А вы откровенны, Дмитрий Сергеевич. Я усмехнулась и покачала головой. «Потребность иметь ребенка» – кошмар. Да чтоб вас этот ребенок обкакал и описал с ног до головы! Чтоб он срыгнул на вас хорошенько! Чтоб изрисовал фломастерами все ваши отчеты и стены дома! Может, тогда вы замените слова «потребность» и «иметь» на что-то более теплое и здоровое.
Я заглянула в щелку.
Гостья встала с дивана, посмотрела на золотые наручные часики и пожала плечами.
– Мне пора, рада была повидаться, как только я поговорю с дочерью, я позвоню.
– Хорошо, – ответил Кондрашов и твердо добавил: – Эмма, я готов предложить хорошую цену, скажи ей об этом.

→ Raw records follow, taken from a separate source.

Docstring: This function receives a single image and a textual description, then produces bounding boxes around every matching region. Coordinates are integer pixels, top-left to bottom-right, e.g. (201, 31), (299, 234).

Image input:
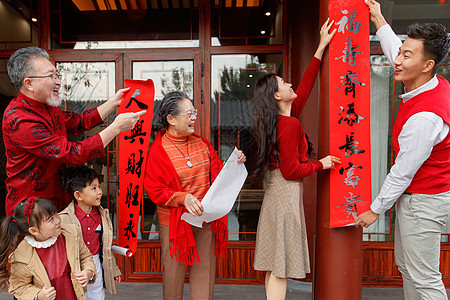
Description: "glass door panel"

(211, 54), (283, 241)
(133, 60), (194, 240)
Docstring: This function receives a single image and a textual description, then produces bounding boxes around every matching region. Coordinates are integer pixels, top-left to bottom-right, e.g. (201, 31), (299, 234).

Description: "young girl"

(0, 197), (96, 300)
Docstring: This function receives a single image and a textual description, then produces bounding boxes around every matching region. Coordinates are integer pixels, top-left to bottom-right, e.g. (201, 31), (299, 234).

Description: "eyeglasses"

(175, 109), (198, 119)
(27, 73), (61, 80)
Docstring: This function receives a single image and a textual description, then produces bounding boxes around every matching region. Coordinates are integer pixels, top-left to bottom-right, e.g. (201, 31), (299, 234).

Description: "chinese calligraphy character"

(125, 182), (139, 208)
(339, 162), (362, 187)
(124, 120), (147, 145)
(338, 102), (364, 126)
(125, 89), (148, 109)
(336, 192), (363, 219)
(339, 132), (366, 157)
(334, 38), (362, 67)
(125, 149), (144, 178)
(123, 214), (136, 239)
(336, 9), (361, 33)
(336, 71), (366, 98)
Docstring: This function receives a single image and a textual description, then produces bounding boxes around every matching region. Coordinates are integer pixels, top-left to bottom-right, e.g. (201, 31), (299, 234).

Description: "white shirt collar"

(399, 75), (439, 102)
(25, 235), (58, 248)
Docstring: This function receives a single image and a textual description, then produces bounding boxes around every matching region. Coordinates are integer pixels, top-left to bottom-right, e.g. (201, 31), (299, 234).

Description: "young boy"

(59, 166), (121, 300)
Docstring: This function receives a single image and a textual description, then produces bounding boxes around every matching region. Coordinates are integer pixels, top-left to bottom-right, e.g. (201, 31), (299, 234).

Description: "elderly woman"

(144, 92), (245, 300)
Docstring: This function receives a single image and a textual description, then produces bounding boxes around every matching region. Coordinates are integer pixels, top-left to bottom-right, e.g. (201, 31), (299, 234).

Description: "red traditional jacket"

(144, 130), (228, 266)
(2, 93), (104, 216)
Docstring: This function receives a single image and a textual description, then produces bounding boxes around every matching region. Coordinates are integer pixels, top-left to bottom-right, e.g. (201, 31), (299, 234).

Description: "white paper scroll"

(181, 148), (248, 228)
(111, 245), (133, 257)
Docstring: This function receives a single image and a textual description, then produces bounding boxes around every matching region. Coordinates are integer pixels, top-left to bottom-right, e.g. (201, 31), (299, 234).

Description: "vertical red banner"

(117, 79), (155, 254)
(328, 0), (372, 228)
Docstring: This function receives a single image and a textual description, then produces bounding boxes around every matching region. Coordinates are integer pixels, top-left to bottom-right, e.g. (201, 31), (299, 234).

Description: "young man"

(2, 47), (145, 216)
(59, 166), (121, 300)
(355, 0), (450, 300)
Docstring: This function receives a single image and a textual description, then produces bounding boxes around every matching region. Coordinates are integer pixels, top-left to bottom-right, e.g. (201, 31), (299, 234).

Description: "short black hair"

(61, 165), (100, 203)
(158, 91), (190, 129)
(407, 23), (450, 74)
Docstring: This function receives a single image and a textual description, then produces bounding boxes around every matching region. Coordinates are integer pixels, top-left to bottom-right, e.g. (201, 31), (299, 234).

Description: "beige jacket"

(9, 225), (96, 300)
(59, 201), (122, 294)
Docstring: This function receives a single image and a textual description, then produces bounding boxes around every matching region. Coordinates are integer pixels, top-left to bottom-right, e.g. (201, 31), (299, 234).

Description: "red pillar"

(313, 0), (362, 300)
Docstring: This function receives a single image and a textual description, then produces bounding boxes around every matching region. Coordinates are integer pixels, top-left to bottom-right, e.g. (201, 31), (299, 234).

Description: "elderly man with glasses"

(2, 47), (145, 215)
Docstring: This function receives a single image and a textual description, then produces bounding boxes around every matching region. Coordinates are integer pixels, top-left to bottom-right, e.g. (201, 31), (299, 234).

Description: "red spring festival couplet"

(117, 79), (155, 254)
(328, 0), (372, 228)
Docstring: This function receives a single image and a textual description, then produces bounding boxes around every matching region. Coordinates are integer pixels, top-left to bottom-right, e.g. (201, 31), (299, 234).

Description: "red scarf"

Дождавшись, когда сначала в гостиной, а затем на лестнице стихнут звуки, я, позабыв волнение и страх, взяла с полки первую попавшуюся книгу, подошла к добротному письменному столу, выдвинула с грохотом стул и села. Сейчас бы еще стакан холодной воды…
Справка
Будущее проекта «Оникс»
Будущее проекта «Оникс» весьма туманно. Кто знает, о чем мечтает нынешняя обладательница десяти гектаров земли… Сможет ли она устоять перед «хорошей ценой» и перед напором Кондрашова? Не имеет ли она своих целей? Нужна ли ей именно эта земля или она готова согласиться на любую другую?
А Дмитрию Сергеевичу в данном случае можно только посочувствовать. Он привык добиваться желаемого, но его мир всегда вращался на орбите бизнеса… А не потерпит ли Кондрашов фиаско, если этот самый мир перескочит на другую орбиту? Например, на орбиту вредности и капризов или на орбиту чувств? Разных чувств.
Дмитрий Сергеевич, вы проиграете. Вы – Бог Войны, когда речь идет о прибылях и убытках, но вы – Главный Безоружный, когда дело касается простого женского «не хочу».
Дмитрий Сергеевич, вы проиграете…
А я вам еще не говорила, что Эмма Карловна Фогли – моя мать?